The BBC has a rougher ride collecting its dues. Anybody wanting to watch any TV in the UK must pay the annual licence fee, which currently stands at £145.50. That this is a poll tax, that it is regressive and unfair and borderline exploitative, is a point lost neither on those who can hardly afford to pay it, nor on right-wing politicians who have always seen the Beeb as the epitome of institutionally-entrenched leftism.
But I want to make the case not only that the BBC provides value for money for society as a whole, but that it does so in a similar way to how other, more respected public services such as the NHS and the Army do. This has to do with a fairly simple premise, but one with far-reaching and much-fought-over conclusions.

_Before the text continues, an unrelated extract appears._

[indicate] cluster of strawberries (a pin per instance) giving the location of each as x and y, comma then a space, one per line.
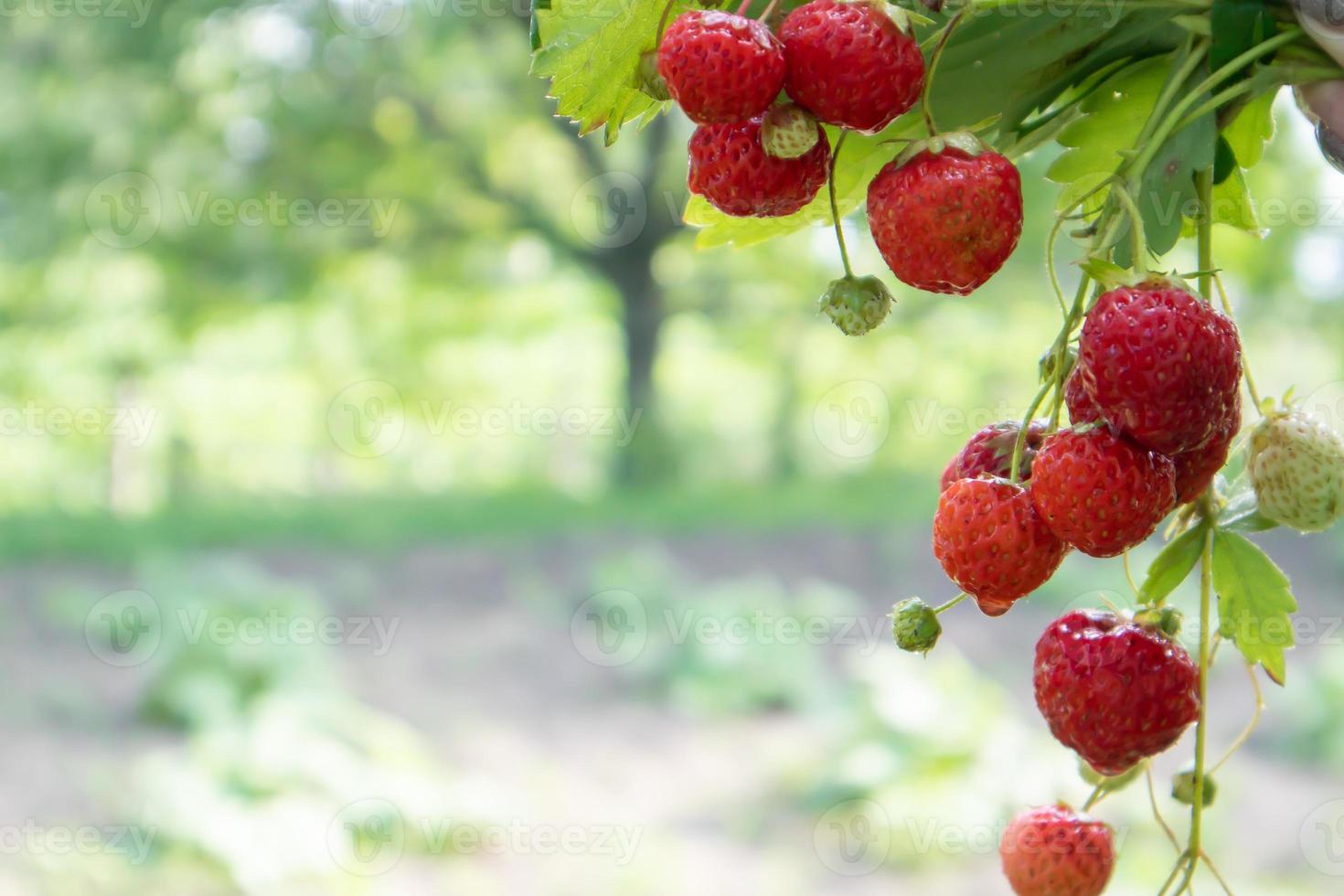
946, 214
1155, 402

It is namely this: that in some situations, and in some respects, the government knows better than you.
Before I am touted as a neo-Stalinist-fascist, let elaborate somewhat. When you went to the doctor last week, or were taught arithmetic in school, you didn’t question the GP’s or teacher’s expertise; if they told you that the itch in your eye is hayfever, or that 7×12=84, you didn’t (or shouldn’t have) questioned them. The same applies in those more Rumsfeldian situations in which you know what you don’t know what certain public services – from espionage to economics – are performed in your interests.
Of course, sometimes those same public servants screw up, which explains the raft of enquiries at present; confidence in certain facets of government, such as politicians and the police, are at an uncommonly low ebb. But the basic premise, that we invest both money and trust in a raft of expert public services to do for us what we would struggle to do for ourselves (diagnose cancer, put out a house fire, teach our children chemistry) still stands. I argue that there is no reason not to extend this allowance to cover the entertainment, public information and lifelong education that the BBC, on the whole successfully, offers us.
This is a tough argument to sustain in our modern digital landscape of TV on demand, multifarious news sources and innumerable mobile devices. We are supremely, complacently accustomed to choosing what we want to watch (or read or listen to) when we want to. Of course, it was the BBC itself which pioneered the adoption of such ease-enhancing online platforms as the iPlayer, the BBC News website and a wide-ranging podcast platform. But content delivery (how you watch) is very different to content preferences (what you watch), and detractors of the licence fee make the superficially compelling case that people who just want to watch Eurosport or Sky Movies have no obligation to subsidise the differing viewing habits of their fellow citizens.
This isn’t a new argument, of course: Coronation Street devotees, for example, who in a roundabout way fund their favourite soap by suffering through five minutes of adverts for 20 minutes of insufferable character drama, may have long bristled at having to pay to keep EastEnders on the air. But the growth of subscription TV and DVD box sets has introduced a ‘pick-&-mix’ attitude amongst more single-minded viewers, for whom the BBC taking the form of liquorice sticks – overly pricey and not really consumed that often anyway.
However, just as doctors can diagnose almost any ailment, and schools aim to provide a comprehensive education, the BBC is at its best when it offers an interesting, important but above all varied assortment of programming. This encompasses both national interest (think PMQs and the Diamond Jubilee) and national interests (think Match of the Day and Strictly Come Dancing), but also leaves room for the sort of content – like high-quality natural history, cutting-edge documentaries, and for some strange reason the Shipping Forecast – that we won’t really know we want until we see or hear it.
I hope that George Entwistle, in taking up his new post, has this mind-set. Notwithstanding the regressive and aggressive way in which its licence fee is collected, publicly funding the BBC is justified because it passes the key litmus test for any publicly funded body: it provides a distinctive, enriching and essential service which we as a society would truly be poorer without. In sum, it’s a price worth paying – and don’t worry, the price will stay the same for a while yet.